Scientists in Italy have published a paper postulating that the only way data centres can increase in size as they will need to in the future is if they are unmanned – and driven by analytical, automated systems.

The paper Towards Operator-less Data Centers Through Data-Driven, Predictive, Proactive Autonomics outlines the work of two researchers at the Department of Computer Science in the University of Pisa, who explain why the legendarily low-staffed data centre needs to completely divest itself of human dependence:

‘For the most part, current automated data center management tools are limited to low-level infrastructure provisioning, resource allocation, scheduling or monitoring tasks with no predictive capabilities. This leaves the brunt of the problem in detecting and resolving undesired behaviors to armies of operators who continuously monitor streams of data being displayed on monitors. Even at the highly optimistic rate of 26,000 servers managed per staffer, this situation is not sustainable if data centers are ever to be scaled to extreme dimensions.’

The team’s theory is that analysis of data centre logs and other event records can inform machine learning systems how to regulate and respond to system changes, and envision what they describe as ‘Autonomics 2.0’ – a data-driven, predictive and proactive holistic model which regards the data centre environment as an ecosystem, even taking into account physical and socio-political factors when forming new decisions.

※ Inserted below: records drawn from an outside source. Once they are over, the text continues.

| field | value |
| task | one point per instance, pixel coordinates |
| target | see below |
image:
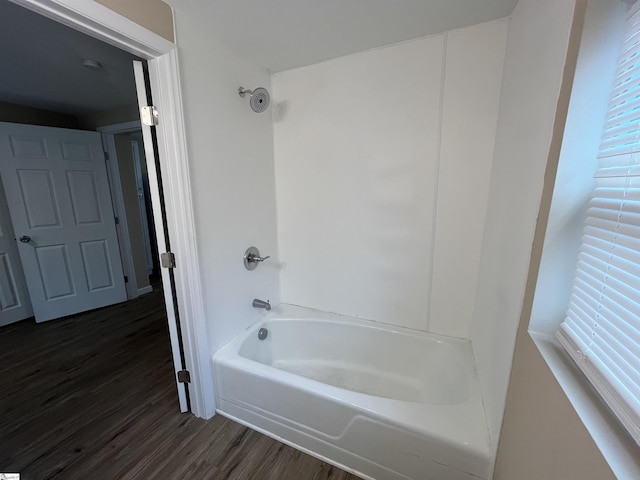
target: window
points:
(601, 330)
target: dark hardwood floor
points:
(92, 397)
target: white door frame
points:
(104, 24)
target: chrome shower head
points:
(259, 100)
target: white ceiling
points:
(284, 34)
(41, 66)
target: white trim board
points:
(104, 24)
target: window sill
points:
(620, 451)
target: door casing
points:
(104, 24)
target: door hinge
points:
(149, 116)
(168, 260)
(184, 376)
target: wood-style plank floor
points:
(92, 397)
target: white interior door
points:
(162, 237)
(58, 195)
(14, 298)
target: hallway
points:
(92, 396)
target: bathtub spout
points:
(257, 303)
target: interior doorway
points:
(84, 122)
(162, 58)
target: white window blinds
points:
(601, 330)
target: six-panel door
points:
(58, 196)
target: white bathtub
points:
(381, 402)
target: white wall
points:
(368, 148)
(231, 155)
(536, 50)
(473, 80)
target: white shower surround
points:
(383, 161)
(383, 402)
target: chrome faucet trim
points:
(257, 303)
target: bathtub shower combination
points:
(379, 401)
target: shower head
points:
(259, 100)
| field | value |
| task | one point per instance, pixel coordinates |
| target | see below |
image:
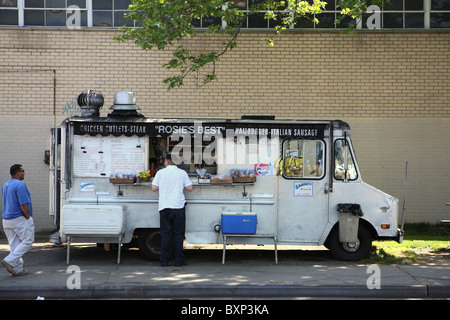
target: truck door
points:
(55, 175)
(303, 196)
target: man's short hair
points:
(14, 169)
(169, 158)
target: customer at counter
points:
(171, 182)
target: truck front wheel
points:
(149, 243)
(353, 251)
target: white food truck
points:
(257, 180)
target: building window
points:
(52, 13)
(397, 14)
(9, 13)
(110, 13)
(440, 14)
(303, 159)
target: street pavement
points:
(249, 272)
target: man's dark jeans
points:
(172, 228)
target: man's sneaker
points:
(24, 272)
(9, 268)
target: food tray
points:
(244, 179)
(122, 180)
(221, 181)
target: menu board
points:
(104, 156)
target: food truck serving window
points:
(339, 164)
(303, 159)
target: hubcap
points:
(351, 246)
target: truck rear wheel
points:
(149, 243)
(353, 251)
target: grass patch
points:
(421, 243)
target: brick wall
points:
(392, 87)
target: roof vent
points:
(90, 103)
(124, 104)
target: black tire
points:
(149, 243)
(350, 251)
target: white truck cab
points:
(298, 178)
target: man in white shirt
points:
(171, 182)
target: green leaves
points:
(165, 23)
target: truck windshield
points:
(303, 159)
(339, 170)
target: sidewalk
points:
(305, 273)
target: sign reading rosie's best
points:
(165, 129)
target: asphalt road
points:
(249, 272)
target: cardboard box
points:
(239, 223)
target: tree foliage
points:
(164, 24)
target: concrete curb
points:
(220, 291)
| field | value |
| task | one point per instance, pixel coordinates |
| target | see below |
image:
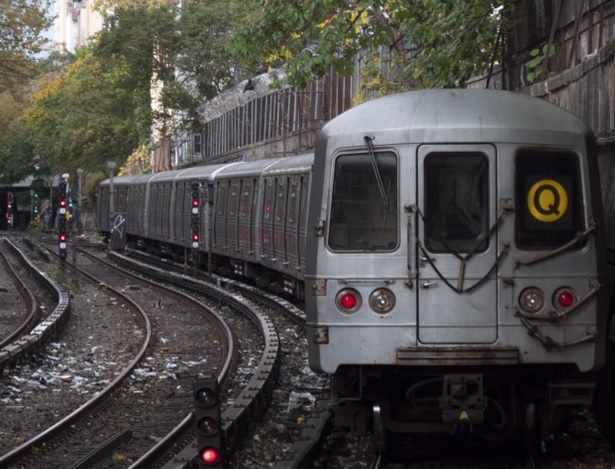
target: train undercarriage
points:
(530, 403)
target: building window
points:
(196, 144)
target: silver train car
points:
(252, 220)
(449, 246)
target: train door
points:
(232, 219)
(457, 249)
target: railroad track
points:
(45, 305)
(165, 405)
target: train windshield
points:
(364, 203)
(548, 199)
(456, 202)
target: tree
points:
(83, 117)
(431, 43)
(21, 25)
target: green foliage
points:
(35, 228)
(434, 43)
(82, 117)
(535, 64)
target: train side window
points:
(548, 199)
(456, 201)
(364, 203)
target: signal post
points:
(62, 221)
(209, 436)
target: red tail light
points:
(209, 455)
(348, 300)
(565, 298)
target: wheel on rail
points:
(532, 430)
(378, 430)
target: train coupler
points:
(462, 402)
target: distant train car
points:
(449, 246)
(456, 277)
(252, 217)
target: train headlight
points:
(348, 300)
(382, 300)
(564, 298)
(532, 300)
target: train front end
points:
(455, 276)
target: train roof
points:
(267, 166)
(454, 115)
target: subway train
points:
(449, 246)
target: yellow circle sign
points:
(547, 200)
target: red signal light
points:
(209, 455)
(348, 301)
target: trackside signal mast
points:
(62, 222)
(209, 435)
(9, 210)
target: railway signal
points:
(195, 191)
(36, 207)
(9, 209)
(62, 223)
(209, 441)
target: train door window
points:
(548, 199)
(456, 201)
(364, 203)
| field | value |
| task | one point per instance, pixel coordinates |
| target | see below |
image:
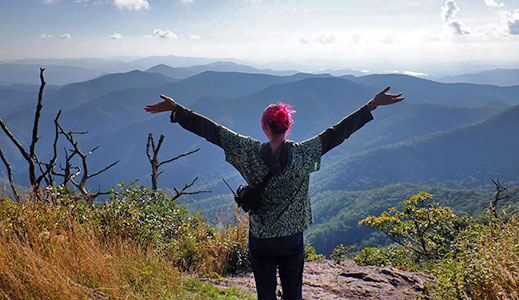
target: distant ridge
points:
(464, 157)
(499, 77)
(219, 66)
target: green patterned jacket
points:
(286, 209)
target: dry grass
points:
(45, 253)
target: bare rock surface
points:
(327, 280)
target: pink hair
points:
(278, 117)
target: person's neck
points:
(275, 142)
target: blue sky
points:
(299, 31)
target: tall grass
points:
(66, 252)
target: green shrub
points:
(311, 255)
(425, 228)
(340, 253)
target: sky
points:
(330, 32)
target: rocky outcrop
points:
(327, 280)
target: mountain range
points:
(452, 136)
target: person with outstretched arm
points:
(276, 227)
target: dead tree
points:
(10, 175)
(497, 197)
(30, 156)
(184, 191)
(83, 170)
(67, 169)
(154, 160)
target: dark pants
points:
(287, 253)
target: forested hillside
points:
(456, 136)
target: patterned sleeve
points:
(239, 149)
(310, 150)
(336, 134)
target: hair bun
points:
(278, 117)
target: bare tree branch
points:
(31, 155)
(154, 160)
(10, 175)
(186, 186)
(177, 157)
(39, 106)
(84, 163)
(497, 197)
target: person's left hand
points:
(167, 105)
(386, 99)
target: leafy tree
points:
(425, 228)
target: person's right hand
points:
(386, 99)
(167, 105)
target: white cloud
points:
(326, 39)
(130, 4)
(509, 23)
(163, 34)
(115, 36)
(458, 28)
(513, 23)
(449, 10)
(448, 14)
(493, 3)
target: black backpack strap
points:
(265, 181)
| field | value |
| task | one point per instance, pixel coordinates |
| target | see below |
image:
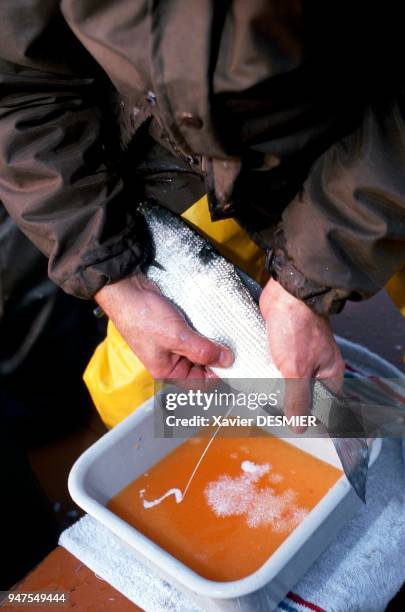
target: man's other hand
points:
(158, 333)
(302, 346)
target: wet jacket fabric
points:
(289, 115)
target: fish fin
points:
(354, 456)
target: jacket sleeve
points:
(54, 177)
(343, 236)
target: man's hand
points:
(158, 333)
(302, 346)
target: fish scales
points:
(208, 290)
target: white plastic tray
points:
(128, 450)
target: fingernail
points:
(298, 429)
(225, 359)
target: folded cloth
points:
(361, 571)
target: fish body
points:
(216, 301)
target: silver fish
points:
(220, 303)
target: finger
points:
(200, 350)
(297, 399)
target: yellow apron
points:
(117, 380)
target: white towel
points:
(361, 571)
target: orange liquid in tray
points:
(245, 499)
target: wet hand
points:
(302, 346)
(158, 333)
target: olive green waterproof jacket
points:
(289, 114)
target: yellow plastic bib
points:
(117, 380)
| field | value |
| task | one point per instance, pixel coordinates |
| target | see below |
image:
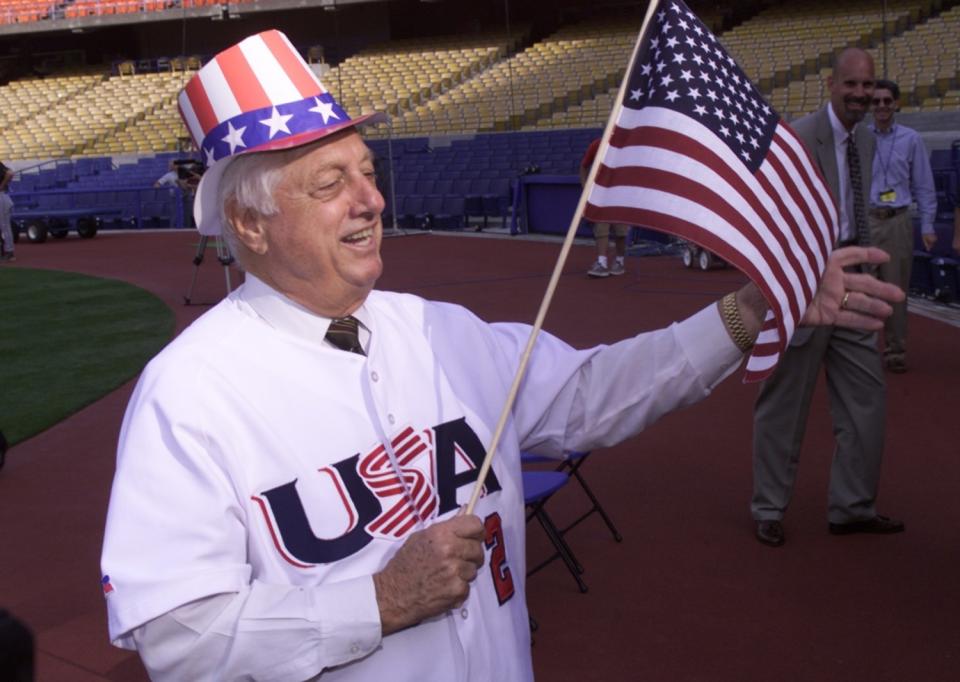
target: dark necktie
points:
(343, 333)
(856, 185)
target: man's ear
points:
(249, 227)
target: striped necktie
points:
(343, 333)
(856, 185)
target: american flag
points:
(696, 151)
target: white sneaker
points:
(598, 270)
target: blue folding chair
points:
(538, 487)
(571, 464)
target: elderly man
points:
(291, 468)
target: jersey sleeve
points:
(175, 529)
(582, 399)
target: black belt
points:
(884, 212)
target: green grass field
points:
(67, 340)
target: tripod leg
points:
(197, 260)
(226, 259)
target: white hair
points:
(247, 185)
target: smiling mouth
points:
(359, 237)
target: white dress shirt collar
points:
(285, 314)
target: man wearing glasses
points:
(901, 175)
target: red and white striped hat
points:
(259, 95)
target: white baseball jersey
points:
(256, 459)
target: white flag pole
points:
(557, 270)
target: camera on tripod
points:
(189, 172)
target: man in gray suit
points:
(850, 358)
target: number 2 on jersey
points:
(499, 569)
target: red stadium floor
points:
(688, 595)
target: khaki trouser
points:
(6, 231)
(895, 236)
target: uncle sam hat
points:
(256, 96)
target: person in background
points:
(170, 178)
(6, 209)
(839, 144)
(901, 176)
(601, 231)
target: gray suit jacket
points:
(817, 134)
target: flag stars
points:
(234, 137)
(325, 109)
(277, 123)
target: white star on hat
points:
(234, 137)
(325, 109)
(276, 122)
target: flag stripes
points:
(695, 151)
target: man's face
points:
(884, 107)
(851, 87)
(323, 246)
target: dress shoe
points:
(770, 533)
(883, 525)
(896, 364)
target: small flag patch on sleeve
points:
(106, 584)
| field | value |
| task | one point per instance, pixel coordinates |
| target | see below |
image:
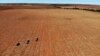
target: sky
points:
(97, 2)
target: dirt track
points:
(60, 32)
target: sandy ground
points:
(59, 32)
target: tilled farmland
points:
(49, 32)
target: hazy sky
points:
(53, 1)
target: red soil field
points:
(51, 32)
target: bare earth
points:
(59, 32)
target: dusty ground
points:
(59, 32)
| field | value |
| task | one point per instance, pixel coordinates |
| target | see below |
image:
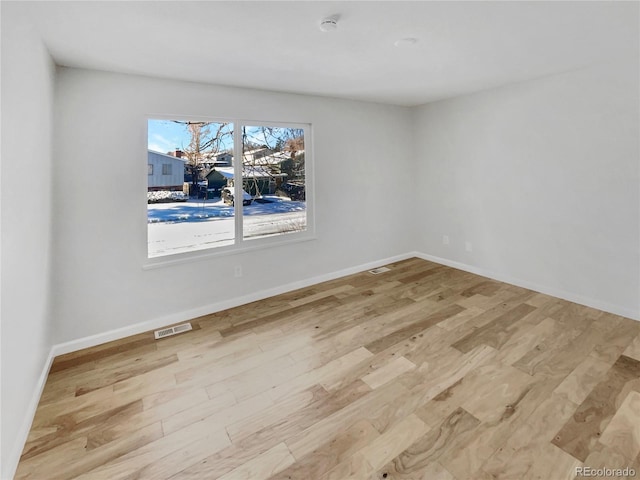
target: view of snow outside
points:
(198, 225)
(203, 217)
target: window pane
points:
(273, 177)
(189, 165)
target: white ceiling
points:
(463, 46)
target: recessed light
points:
(329, 24)
(405, 42)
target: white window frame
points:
(240, 244)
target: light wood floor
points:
(423, 372)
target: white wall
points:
(27, 106)
(361, 154)
(542, 178)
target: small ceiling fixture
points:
(405, 42)
(329, 24)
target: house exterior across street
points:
(165, 172)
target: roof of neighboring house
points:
(248, 172)
(153, 152)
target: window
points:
(269, 176)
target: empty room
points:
(433, 271)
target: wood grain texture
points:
(424, 372)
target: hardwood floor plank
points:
(331, 454)
(416, 460)
(623, 431)
(582, 431)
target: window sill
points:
(203, 255)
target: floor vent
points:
(167, 332)
(379, 270)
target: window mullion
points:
(238, 184)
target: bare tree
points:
(260, 159)
(203, 145)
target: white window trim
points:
(241, 245)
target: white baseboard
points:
(10, 464)
(166, 320)
(554, 292)
(93, 340)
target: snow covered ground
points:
(197, 225)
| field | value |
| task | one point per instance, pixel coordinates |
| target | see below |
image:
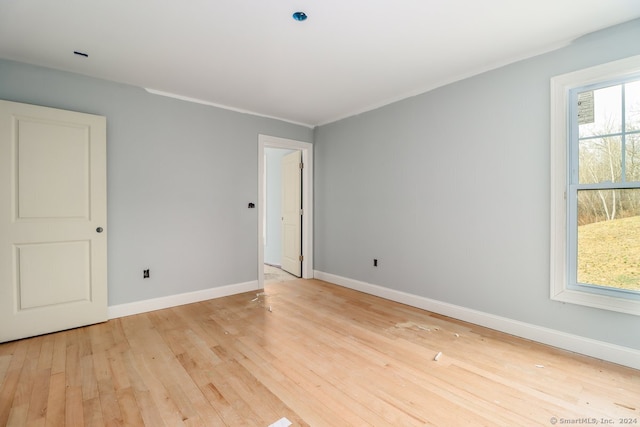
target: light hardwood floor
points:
(315, 353)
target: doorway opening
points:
(269, 241)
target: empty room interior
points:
(319, 214)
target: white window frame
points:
(560, 123)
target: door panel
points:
(291, 218)
(53, 188)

The team performed an exploratory feature analysis, using the BigQuery data tool provided by the Google Cloud Platform. The challenge of analysing the logs and records in a data centre is formidable – the project required the analysis of 12 terabytes of data containing over 11 billion rows.

The machine learning model assigned to the task was an array of instances of Random Forest (RF) classifiers, which in themselves are clusters of decision trees.

‘Our results show that models with sufficient predictive powers can be built based on data found in typical logs and that they can form the basis of an effective data-driven, predictive and proactive autonomic manager.’